This morning, as I began to work my way through the introductory readings assigned for my course about the Epistles, I came to a sudden realization — I have an obsession with the Apostle Paul.
Odd choice considering who I am, and an obsession that has been until now completely in the buried regions of my subconscious, but an obsession none the less. And after reading my first assignment, the article by Robert Wright, “One World Under God“, from The Atlantic (April 2009), I understand.
Paul and I have a lot in common. No, I’ve not gone off the rails — Paul and I have a lot in common. Well, maybe the I-that-I-am-becoming has more in common with the writer of Epistles than the current evolution known as me, but you understand what I mean. Maybe.
Let me try again. Paul and I have a lot of common interests, and I have a lot to learn from him, from his work, and from his mission. Hence, the obsession.

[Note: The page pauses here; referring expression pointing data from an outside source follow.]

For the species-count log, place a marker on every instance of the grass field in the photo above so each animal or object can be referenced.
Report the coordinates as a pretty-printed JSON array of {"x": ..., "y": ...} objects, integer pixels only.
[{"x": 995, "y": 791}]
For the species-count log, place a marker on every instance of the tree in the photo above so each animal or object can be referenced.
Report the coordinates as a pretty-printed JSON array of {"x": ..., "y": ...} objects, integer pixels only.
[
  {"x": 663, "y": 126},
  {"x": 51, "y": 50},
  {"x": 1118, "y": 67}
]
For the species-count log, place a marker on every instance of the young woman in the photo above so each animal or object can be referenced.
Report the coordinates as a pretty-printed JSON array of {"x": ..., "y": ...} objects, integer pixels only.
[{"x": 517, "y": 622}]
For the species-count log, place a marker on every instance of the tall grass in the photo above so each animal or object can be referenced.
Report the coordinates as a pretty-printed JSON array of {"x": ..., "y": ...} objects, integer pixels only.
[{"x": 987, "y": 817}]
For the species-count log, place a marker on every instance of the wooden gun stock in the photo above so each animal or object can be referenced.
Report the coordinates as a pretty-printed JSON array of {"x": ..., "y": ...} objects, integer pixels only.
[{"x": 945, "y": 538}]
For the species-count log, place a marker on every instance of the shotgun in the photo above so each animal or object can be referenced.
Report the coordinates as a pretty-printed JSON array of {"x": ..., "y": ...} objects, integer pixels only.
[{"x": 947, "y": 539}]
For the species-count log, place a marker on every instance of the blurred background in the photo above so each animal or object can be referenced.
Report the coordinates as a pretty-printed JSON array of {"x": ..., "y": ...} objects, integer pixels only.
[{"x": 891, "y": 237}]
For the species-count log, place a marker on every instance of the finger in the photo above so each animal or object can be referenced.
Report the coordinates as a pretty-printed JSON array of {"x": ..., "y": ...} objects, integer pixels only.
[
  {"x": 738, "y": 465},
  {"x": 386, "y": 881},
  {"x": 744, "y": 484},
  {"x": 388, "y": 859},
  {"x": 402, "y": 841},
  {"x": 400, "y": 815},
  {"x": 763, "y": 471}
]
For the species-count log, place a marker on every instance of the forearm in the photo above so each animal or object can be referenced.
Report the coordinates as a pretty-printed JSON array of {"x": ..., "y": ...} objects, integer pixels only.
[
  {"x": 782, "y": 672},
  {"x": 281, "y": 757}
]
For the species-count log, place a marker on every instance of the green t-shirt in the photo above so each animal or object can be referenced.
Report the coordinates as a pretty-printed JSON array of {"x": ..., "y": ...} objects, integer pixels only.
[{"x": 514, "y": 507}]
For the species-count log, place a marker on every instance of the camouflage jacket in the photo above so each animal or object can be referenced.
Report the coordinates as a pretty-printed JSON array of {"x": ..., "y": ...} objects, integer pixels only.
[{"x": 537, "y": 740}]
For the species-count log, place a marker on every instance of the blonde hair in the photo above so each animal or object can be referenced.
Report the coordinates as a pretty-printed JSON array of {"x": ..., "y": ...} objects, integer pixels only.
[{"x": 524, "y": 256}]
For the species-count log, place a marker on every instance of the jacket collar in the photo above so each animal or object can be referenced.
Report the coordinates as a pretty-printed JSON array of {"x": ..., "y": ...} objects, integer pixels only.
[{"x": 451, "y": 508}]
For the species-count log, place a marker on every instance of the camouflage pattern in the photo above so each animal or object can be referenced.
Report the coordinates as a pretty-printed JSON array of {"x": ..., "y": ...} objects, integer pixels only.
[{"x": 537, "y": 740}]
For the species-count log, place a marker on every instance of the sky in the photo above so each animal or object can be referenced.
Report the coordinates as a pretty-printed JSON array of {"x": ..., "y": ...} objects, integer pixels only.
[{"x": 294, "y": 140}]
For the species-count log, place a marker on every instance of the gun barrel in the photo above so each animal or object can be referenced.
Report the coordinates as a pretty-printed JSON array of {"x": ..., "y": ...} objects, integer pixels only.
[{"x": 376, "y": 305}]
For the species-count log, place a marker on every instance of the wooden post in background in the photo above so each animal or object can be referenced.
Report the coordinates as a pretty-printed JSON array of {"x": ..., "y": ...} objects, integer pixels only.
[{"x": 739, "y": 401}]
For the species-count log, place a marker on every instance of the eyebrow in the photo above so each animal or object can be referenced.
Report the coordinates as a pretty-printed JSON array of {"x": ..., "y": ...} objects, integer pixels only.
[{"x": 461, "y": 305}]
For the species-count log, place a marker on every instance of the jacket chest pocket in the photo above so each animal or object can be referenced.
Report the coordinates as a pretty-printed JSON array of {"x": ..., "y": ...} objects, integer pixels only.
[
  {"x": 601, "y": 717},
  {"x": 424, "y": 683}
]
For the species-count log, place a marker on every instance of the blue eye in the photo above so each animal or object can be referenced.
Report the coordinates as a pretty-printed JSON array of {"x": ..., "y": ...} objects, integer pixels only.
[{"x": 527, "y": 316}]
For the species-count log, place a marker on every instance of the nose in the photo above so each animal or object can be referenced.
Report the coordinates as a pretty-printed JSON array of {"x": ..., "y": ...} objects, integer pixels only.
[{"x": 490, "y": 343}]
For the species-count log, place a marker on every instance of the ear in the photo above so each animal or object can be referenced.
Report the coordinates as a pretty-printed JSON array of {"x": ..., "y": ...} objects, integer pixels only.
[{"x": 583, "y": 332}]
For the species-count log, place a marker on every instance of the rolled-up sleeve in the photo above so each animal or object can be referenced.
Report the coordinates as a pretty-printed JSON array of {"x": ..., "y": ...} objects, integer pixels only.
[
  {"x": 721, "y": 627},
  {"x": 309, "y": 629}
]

If I really think about it, this obsession with Paul had a lot to do with my desire to go to Istanbul. And being in Turkey, seeing what remains there of the ancient Byzantine church, that experience only deepened the obsession. And let’s not forget that, when asked to choose from a list of Biblical passages for my very first (and so far only) sermon project, I chose Romans 8, a choice that made my pastor fear for my good sense.
But suddently it is all clear to me. Right now, before I get started on this in-depth study of his writings, I think of Paul as the prototype for a life lived answering the call of spirit; I think of Paul as a model missionary, a model teacher, an amazing writer, and perhaps the greatest salesman the world ever knew. He was someone who, through their writings, attempted to model for his contemporaries (and unwittingly, for centuries of believers yet to come), what it meant to live a life in Christ, to live and grow a community based on the teachings of Christ and the teachings of those striving to spend each day listening to what they can hear of the voice of God, barely audible above the din of the world.

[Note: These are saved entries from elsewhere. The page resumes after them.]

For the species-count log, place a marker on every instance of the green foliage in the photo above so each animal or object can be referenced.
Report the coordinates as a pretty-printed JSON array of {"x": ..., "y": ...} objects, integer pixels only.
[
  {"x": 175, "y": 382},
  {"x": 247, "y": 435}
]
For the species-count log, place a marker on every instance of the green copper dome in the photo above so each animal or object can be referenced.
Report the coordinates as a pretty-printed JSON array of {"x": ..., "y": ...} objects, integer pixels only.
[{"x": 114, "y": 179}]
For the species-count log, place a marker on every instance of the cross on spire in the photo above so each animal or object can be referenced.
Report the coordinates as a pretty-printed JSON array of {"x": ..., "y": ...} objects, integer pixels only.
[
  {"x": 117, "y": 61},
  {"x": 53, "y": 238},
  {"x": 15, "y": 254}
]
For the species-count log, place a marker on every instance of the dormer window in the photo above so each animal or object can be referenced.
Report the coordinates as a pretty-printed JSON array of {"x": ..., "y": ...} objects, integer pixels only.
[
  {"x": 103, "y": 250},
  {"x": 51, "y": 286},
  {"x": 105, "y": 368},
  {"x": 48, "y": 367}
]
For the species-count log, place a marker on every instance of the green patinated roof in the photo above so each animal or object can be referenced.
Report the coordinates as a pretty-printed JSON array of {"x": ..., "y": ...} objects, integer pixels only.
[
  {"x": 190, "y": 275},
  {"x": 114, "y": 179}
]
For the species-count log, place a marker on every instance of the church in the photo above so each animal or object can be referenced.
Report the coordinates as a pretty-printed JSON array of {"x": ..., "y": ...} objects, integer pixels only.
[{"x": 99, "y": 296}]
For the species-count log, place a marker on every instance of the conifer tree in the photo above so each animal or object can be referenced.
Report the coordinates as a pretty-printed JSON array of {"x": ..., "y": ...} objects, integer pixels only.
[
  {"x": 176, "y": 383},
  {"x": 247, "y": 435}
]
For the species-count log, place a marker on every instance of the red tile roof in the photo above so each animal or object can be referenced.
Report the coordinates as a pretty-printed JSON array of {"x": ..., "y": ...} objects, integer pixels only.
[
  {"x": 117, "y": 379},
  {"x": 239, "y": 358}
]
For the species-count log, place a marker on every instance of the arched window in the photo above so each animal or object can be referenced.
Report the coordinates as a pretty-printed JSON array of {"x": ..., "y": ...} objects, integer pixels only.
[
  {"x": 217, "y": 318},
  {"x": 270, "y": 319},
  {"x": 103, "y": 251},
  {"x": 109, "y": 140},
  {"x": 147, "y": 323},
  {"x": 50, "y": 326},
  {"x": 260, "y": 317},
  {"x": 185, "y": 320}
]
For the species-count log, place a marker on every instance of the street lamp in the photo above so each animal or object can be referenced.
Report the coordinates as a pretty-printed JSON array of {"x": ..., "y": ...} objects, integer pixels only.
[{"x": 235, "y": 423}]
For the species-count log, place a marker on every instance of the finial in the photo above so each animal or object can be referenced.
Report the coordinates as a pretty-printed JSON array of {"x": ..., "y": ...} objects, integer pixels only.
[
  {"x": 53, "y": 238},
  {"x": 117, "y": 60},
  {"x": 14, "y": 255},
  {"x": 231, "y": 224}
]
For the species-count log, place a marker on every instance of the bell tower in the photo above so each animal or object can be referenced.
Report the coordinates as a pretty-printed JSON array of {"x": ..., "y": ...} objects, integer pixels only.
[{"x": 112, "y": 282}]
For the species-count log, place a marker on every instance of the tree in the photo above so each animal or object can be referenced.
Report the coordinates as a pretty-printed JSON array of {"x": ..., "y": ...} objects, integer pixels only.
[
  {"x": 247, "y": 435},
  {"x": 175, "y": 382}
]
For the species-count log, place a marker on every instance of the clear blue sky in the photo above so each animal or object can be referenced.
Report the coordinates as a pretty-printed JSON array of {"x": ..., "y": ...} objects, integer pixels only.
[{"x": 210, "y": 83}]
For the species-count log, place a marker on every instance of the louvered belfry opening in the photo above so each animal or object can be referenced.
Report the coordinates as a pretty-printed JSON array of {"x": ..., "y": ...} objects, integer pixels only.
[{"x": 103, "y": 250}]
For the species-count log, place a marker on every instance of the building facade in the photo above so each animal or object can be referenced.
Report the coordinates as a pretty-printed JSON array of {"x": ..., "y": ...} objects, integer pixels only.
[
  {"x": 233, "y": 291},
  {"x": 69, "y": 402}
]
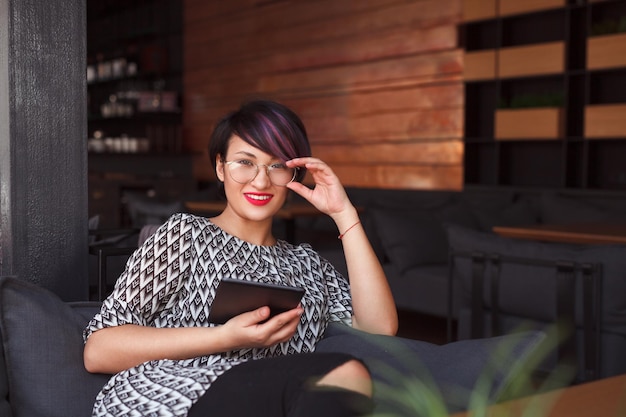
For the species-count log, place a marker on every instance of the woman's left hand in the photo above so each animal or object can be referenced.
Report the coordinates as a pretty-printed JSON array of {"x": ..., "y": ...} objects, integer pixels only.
[{"x": 328, "y": 195}]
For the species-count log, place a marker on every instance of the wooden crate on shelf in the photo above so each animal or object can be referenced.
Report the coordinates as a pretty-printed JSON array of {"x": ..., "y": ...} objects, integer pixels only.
[
  {"x": 536, "y": 59},
  {"x": 480, "y": 65},
  {"x": 605, "y": 121},
  {"x": 511, "y": 7},
  {"x": 534, "y": 123},
  {"x": 606, "y": 51},
  {"x": 478, "y": 9}
]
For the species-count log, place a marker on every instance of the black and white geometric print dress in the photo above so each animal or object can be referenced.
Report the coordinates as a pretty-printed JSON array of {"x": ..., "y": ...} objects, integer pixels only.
[{"x": 170, "y": 282}]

While Mr. Wright’s article may, at times, seem a little too pragmatic and earthly for the “true believer”, his historical understanding and comparison is so to the point that its truth is inescapable: we are all called to be as the Apostle Paul in our present day, when the world we live in is changing so rapidly around us, when technology both shrinks and expands our world all at once, when people and ideas can move around the globe in the wink of an eye, when community no longer means the place we were born but the family that we gather around us. Now, even more than then, we desperately need to embrace Paul’s teachings on love, inclusiveness, and faith.
So the truth is right in front of me: I am a Paul groupie. Right now, I can’t wait to read everything I can get my hands on, and I am looking forward to long hours getting to know Paul better through his own writings. And no, I’m not really bothered by the more “controversial” writings of Paul, because, well, I understand historical context, and I also understand what it means to search for the message that will convey the real meaning, and I understand that sometimes, first you must meet people where they are in order to invite them to a new place and a new understanding.

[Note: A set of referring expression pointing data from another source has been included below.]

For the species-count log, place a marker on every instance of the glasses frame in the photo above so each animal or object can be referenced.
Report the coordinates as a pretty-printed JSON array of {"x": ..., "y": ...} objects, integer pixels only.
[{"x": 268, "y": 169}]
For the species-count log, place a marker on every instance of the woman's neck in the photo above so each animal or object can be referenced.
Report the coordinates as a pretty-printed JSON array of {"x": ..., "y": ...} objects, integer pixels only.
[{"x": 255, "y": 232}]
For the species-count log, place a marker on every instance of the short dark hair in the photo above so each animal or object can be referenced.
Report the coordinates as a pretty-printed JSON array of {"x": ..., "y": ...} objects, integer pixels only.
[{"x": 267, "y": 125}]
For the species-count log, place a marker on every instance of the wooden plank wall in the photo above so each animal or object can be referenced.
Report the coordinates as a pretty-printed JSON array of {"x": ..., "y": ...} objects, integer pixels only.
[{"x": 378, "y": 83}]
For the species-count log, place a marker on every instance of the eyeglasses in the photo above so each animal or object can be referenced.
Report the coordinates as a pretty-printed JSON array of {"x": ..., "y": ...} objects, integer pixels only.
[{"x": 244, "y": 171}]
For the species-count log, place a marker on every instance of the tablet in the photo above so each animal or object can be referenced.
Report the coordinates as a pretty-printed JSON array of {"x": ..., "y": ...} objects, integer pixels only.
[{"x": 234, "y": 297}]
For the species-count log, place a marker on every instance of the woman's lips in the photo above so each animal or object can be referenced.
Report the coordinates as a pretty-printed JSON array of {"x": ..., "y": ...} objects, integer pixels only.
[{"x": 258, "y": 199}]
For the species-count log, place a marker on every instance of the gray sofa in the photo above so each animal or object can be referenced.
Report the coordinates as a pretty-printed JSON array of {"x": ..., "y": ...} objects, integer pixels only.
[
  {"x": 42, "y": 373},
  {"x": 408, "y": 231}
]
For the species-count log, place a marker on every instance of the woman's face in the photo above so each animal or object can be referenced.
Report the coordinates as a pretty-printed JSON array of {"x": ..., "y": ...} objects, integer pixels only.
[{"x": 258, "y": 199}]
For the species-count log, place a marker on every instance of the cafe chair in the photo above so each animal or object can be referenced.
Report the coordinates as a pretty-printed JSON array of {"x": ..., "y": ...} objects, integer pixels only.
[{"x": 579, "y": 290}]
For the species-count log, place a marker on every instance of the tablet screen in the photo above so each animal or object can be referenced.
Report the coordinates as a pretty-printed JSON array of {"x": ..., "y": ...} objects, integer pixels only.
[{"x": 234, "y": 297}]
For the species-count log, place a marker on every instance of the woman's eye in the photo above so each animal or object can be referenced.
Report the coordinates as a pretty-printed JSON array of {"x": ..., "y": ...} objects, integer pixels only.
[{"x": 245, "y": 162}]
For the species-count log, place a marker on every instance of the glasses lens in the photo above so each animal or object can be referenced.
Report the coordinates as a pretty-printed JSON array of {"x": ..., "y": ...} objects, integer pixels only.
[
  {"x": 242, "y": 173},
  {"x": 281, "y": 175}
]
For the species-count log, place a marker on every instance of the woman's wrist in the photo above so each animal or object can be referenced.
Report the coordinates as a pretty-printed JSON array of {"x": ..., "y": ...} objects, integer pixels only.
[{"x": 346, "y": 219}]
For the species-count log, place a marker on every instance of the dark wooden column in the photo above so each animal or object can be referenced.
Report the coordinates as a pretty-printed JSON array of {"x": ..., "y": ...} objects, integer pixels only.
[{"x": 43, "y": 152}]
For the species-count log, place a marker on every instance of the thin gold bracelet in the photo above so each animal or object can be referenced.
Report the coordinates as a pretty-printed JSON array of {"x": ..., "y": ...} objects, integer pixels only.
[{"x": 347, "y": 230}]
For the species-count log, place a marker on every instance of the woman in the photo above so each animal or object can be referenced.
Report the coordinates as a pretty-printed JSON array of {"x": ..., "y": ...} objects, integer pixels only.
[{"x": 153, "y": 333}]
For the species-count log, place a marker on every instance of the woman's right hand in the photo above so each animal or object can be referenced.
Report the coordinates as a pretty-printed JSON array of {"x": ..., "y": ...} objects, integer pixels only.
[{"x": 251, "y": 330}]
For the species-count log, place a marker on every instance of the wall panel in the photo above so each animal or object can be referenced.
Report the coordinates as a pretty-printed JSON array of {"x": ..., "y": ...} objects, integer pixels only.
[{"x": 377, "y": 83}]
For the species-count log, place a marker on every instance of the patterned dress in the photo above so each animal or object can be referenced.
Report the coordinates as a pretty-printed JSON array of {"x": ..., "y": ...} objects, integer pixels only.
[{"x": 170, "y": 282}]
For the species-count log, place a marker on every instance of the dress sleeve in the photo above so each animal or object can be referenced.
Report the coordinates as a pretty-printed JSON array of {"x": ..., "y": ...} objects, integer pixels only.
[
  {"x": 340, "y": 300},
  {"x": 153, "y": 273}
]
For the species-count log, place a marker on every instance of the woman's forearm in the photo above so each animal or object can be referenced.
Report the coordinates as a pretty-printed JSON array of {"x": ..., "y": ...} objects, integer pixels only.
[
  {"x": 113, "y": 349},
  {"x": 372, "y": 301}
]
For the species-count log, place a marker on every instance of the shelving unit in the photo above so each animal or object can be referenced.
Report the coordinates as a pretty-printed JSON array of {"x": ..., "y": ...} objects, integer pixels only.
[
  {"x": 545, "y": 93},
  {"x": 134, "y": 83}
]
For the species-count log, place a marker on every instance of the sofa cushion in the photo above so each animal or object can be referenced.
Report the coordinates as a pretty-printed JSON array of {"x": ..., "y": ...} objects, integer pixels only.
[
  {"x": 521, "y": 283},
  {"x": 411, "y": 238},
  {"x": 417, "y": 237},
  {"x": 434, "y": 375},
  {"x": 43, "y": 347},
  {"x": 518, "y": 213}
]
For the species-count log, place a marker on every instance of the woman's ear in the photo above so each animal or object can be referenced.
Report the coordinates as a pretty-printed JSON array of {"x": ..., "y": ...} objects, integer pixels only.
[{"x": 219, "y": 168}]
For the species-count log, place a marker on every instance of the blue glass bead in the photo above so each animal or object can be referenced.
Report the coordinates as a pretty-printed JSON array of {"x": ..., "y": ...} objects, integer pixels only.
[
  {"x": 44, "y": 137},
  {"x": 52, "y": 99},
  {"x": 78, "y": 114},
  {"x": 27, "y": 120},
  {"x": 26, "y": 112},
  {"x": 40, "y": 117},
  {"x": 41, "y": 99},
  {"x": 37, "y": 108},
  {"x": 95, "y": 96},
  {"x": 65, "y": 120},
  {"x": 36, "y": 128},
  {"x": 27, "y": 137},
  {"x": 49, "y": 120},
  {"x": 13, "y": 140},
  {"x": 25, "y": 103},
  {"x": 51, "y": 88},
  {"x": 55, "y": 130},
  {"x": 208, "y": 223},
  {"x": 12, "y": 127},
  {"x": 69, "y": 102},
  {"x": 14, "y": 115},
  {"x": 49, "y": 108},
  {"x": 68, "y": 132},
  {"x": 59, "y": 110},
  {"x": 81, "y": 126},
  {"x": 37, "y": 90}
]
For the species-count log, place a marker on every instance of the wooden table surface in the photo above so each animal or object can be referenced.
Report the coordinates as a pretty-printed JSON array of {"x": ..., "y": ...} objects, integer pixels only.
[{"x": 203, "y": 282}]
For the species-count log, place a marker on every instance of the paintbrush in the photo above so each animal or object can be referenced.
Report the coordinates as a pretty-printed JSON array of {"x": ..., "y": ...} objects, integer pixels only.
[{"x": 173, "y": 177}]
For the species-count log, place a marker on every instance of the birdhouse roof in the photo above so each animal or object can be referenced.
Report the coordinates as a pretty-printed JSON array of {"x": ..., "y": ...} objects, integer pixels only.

See, Paul was like you and me. He was just a guy, with a story to tell. He had some organizational skills, he liked to travel (well, he travelled, he might not have liked it), he could write (which in his day was a big deal), and he had a vision. But mostly, he was just trying to share his story, help the people he met, and give life to the call that tugged at him constantly. Just kind of a regular guy, after all. A regular guy with a lot to teach me. A regular person a lot like me.